Magnetic resonance image (MRI) of Parkinson's Disease, a degenerative disorder of the central nervous system. REUTERS/Neil Hall
The good news about Parkinson’s is that a scientist in Jerusalem has developed a test that detects the degenerative brain disease both definitively and earlier, hopefully improving the prognosis for patients.
The bad news is that the Mayo Clinic has noticed an association between Parkinson’s and melanoma, a deadly form of skin cancer. They can’t explain it, but a significant association has been found.
Parkinson’s disease is the second most prevalent degenerative brain disorder in the elderly, after Alzheimer’s. But by the time one knows one has the condition, it may be spiraling out of control.
By the time patients are symptomatic, around two-thirds of the brain cells that make dopamine (the substantia nigra part of the brain) are already dead, says Suaad Abd-Elhadi of Hebrew University of Jerusalem, winner of the Kaye Innovation Award for inventing the method to – finally – achieve categorical diagnosis of Parkinson’s. Not only that, but at an early stage of the disease.
Earlier diagnosis means identifying Parkinson’s before the dopamine cells die off en masse and symptoms appear (motor or cognitive or both). True, PD remains incurable. Even so, “Earlier diagnosis can help by seeing how a given drug affects the progress of the disease, for example,” says Abd-Elhadi.
A big problem is that early PD looks just like other neurodegenerative diseases, which hinders appropriate care, she explains. A great deal of effort is presently being put into delaying the progress of PD, for which purpose, one needs to know that one has it.
Using the kit invented by Abd-Elhadi, now one can know it, even before becoming asymptomatic. Which begs the question of under what circumstances one would check if one isn’t showing symptoms.
“PD isn’t as common as cancer, for instance,” she says. “But there is a not-small percentage of people who have PD in the family, and if one has it in the family, it pays to go get checked.”
But how to know definitively that one has PD, not Alzheimer’s for instance, or some other disease of the nervous system? The definitive test Abd-Elhadi developed is based on the fact that PD is associated with a weird protein called alpha-synuclin.
According to recently-published research, the pathological form of alpha-synuclin appears first in peripheral nerves, usually in the digestive system, and only appears in the brain at later stages of Parkinson’s, says Abd-Elhadi. “It’s known that patients with early-stage PD have problems with their digestive systems, even with swallowing,” she says. “Only later in the disease does the pathology reach the brain.”

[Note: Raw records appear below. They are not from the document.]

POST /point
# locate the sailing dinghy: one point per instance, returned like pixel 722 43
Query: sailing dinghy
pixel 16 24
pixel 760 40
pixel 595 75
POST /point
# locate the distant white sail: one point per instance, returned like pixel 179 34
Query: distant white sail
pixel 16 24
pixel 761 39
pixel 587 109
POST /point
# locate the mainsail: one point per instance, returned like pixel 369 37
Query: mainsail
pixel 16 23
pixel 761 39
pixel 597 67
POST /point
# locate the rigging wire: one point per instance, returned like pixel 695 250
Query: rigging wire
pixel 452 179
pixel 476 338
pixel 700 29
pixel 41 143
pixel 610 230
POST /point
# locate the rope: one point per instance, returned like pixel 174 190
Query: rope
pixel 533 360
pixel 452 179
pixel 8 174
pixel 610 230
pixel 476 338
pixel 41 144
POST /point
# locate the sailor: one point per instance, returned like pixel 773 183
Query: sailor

Alpha-synuclin binds to fat molecules, called lipids, on cell membranes, Abd-Elhadi explains. What she did is identify the lipid types, originating in both peripheral tissues and brain cells, to which alpha-synuclin binds best.
Using these lipids, she invented a minimally invasive, highly sensitive kit to test for Parkinson’s, called “lipid ELISA” (ELISA stands for “enzyme-linked immunosorbent assay.”) She achieved proof of concept – that the invention works in people with different stages of PD, and people without the disease.
Obviously this isn’t a home kit for the perennially perturbed. This is an invention for hospitals, or possibly for groups of workers exposed to industries that are high-risk for PD, such as agriculture. Pesticides have an unfortunate association with the development of the disease, Abd-Elhadi points out.
As for the melanoma association, causality remains a mystery. But the Mayo Clinic found that melanoma patients had a fourfold higher risk of developing Parkinson’s, and people with Parkinson’s had a fourfold higher risk of having preexisting melanoma (which means they had it in their medical history).
“There appears to be an association between melanoma and PD,” the Mayo clinicians wrote cautiously in a paper by author Lauren Dalvin and the team. Their conclusion: Doctors should warn their melanoma and Parkinson’s patients to keep an eye out for the other disease.